I will make another comparison - and I lived in the U.S. for ten years, yet am able to receive health care at home in Slovakia as well. Here, I had to wait for 3 1/2 months (MONTHS!) to have my wrist seen by a specialist. I finally got an appointment at 9am. Even though the appointment was for a precise hour, I had to wait in the waiting room for 7 hours to get to the doctor.

I had a check up at a specialist in Slovakia. Saw my district doctor, got a referral, saw the specialist in two days. No waiting. That's the evil universal healthcare for you.
0 Replies
 
HokieBird
 
  1  
Reply Tue 31 Jul, 2007 03:52 pm
dagmaraka wrote:
I will make another comparison - and I lived in the U.S. for ten years, yet am able to receive health care at home in Slovakia as well. Here, I had to wait for 3 1/2 months (MONTHS!) to have my wrist seen by a specialist. I finally got an appointment at 9am. Even though the appointment was for a precise hour, I had to wait in the waiting room for 7 hours to get to the doctor.

I had a check up at a specialist in Slovakia. Saw my district doctor, got a referral, saw the specialist in two days. No waiting. That's the evil universal healthcare for you.

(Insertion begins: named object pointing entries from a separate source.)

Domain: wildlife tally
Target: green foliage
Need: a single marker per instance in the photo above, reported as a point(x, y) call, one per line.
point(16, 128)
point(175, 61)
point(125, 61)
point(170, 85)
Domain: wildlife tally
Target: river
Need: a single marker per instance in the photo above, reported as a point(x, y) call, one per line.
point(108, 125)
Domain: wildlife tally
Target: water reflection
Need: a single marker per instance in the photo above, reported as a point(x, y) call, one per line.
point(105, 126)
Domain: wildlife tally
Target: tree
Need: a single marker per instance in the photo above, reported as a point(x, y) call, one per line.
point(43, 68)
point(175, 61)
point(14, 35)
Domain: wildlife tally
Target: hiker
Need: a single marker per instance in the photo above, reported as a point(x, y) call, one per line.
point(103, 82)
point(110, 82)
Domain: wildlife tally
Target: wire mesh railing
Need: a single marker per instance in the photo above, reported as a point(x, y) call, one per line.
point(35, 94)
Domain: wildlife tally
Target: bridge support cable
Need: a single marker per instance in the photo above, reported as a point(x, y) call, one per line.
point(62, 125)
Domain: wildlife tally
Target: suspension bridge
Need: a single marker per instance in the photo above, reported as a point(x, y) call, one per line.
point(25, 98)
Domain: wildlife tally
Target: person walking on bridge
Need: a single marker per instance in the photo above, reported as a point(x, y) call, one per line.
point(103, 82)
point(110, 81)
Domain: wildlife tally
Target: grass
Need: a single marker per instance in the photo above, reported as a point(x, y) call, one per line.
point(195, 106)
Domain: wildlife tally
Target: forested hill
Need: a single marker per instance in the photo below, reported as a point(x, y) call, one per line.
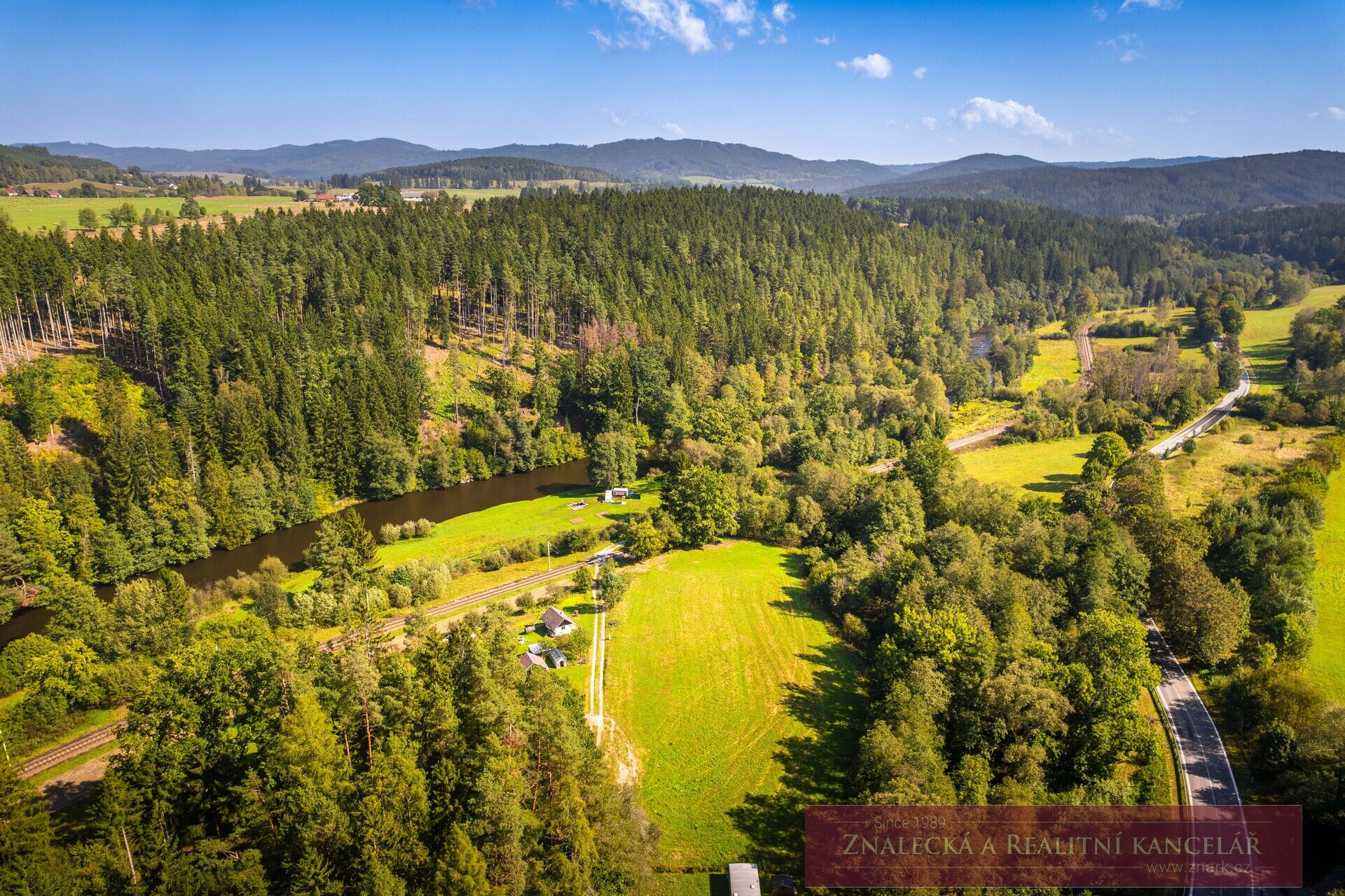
point(656, 159)
point(1292, 178)
point(318, 160)
point(35, 165)
point(1311, 236)
point(486, 171)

Well, if our situations were reversed, my advice to me would be to get my ass back to the U.S.

So...... :wink:

(Unless you're being held here at gun point) Laughing
0 Replies
 
dagmaraka
 
  1  
Reply Tue 31 Jul, 2007 04:07 pm
that's very nice of you HokeBird. Always the gentleman.

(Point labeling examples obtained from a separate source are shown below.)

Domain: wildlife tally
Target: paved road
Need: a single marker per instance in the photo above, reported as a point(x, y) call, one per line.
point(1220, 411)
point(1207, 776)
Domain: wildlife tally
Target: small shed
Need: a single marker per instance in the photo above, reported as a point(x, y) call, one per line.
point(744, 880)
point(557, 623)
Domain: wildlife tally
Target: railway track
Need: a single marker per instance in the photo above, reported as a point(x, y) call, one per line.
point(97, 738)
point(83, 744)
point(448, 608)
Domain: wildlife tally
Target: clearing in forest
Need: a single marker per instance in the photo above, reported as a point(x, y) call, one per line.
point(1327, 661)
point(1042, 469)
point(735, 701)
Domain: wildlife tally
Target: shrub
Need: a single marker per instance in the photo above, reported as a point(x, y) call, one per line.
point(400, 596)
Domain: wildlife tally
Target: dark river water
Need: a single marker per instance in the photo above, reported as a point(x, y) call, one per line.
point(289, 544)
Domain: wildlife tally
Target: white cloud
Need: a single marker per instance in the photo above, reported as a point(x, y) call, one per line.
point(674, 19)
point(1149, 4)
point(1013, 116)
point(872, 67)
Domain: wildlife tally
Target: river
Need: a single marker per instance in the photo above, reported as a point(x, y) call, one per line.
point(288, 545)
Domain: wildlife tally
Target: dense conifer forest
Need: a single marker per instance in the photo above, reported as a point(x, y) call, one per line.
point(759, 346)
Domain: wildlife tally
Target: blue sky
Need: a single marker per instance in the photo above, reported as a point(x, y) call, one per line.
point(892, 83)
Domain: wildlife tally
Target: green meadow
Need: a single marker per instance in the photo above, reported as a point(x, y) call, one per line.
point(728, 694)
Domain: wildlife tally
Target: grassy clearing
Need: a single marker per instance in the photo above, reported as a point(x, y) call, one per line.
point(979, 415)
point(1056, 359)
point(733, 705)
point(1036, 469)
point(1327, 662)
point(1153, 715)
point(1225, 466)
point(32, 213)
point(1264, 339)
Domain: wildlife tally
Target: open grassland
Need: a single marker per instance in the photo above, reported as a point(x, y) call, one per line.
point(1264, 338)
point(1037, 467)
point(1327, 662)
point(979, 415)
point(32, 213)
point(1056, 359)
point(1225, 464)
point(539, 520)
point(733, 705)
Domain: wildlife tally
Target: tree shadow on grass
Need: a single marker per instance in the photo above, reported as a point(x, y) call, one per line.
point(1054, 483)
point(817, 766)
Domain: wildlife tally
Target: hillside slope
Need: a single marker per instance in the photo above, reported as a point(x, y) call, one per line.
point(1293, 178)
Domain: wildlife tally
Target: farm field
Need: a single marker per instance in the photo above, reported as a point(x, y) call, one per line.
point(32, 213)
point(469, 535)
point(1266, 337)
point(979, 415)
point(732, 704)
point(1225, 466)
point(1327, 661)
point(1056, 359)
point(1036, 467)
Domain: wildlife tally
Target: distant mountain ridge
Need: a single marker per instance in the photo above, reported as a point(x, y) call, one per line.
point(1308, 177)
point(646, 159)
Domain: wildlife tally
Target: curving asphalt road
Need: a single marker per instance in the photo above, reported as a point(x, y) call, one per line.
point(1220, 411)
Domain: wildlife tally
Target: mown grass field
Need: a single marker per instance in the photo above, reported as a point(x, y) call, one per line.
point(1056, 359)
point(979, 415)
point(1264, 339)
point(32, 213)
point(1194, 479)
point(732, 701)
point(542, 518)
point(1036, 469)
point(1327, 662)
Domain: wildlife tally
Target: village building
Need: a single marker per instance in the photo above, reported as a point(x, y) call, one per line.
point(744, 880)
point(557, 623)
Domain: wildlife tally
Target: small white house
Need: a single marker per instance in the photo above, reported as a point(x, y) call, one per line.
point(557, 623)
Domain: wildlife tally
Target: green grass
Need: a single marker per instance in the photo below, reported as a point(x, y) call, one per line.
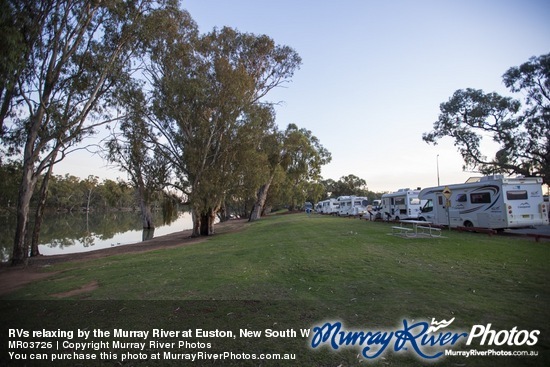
point(311, 268)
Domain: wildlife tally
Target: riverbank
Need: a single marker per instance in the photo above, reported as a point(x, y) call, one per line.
point(14, 277)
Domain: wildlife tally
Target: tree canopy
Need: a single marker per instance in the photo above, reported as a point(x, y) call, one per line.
point(521, 131)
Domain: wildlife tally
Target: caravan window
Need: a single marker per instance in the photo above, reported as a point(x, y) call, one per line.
point(461, 198)
point(480, 198)
point(428, 207)
point(516, 195)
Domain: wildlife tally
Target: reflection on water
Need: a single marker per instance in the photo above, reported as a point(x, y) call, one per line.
point(80, 232)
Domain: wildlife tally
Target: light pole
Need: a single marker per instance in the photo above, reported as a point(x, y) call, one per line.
point(437, 162)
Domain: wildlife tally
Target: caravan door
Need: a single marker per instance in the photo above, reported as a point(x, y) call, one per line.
point(440, 210)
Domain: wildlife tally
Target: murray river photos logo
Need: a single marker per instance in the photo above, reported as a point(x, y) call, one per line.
point(426, 340)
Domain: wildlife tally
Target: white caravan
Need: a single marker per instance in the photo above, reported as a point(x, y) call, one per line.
point(492, 202)
point(329, 206)
point(400, 205)
point(352, 205)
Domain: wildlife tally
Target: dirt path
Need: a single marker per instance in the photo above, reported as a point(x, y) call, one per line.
point(14, 277)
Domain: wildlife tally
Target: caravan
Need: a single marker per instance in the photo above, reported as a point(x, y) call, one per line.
point(400, 205)
point(486, 202)
point(329, 206)
point(352, 205)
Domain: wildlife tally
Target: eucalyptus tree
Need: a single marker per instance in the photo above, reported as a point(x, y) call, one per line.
point(295, 156)
point(133, 148)
point(208, 95)
point(523, 134)
point(79, 52)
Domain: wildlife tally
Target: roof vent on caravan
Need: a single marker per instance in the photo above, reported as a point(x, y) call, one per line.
point(492, 178)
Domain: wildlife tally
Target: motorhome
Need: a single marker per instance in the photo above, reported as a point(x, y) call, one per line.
point(328, 206)
point(401, 205)
point(352, 205)
point(493, 202)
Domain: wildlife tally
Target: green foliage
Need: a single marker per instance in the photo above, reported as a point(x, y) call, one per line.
point(522, 134)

That's a brilliant answer to shortcomings in health care system. Or in any other area. Everybody who doesn't like it, leave? That will surely fix all the problems.
You know I lived and paid taxes in the U.S. for over 10 years now. So I will not get my ass back anywhere. I am home. Whether you like it or not-not my problem. And when I'm home, I'll speak up about what I dislike. And I will compare things that I know from first hand experience, because that is the only way how we humans are able to evaluate things.
0 Replies
 
HokieBird
 
  1  
Reply Tue 31 Jul, 2007 05:43 pm
dagmaraka wrote:
yet am able to receive health care at home in Slovakia


dagmaraka wrote:
Here, I had to wait for 3 1/2 months (MONTHS!)


My comments were based on the above, which apparently has now changed. Conveniently.
0 Replies
 
ehBeth
 
  1  
Reply Wed 1 Aug, 2007 05:50 pm
hbird - here (with the three month wait), in dag's post, is the U.S.

As it was in her post - that you quoted.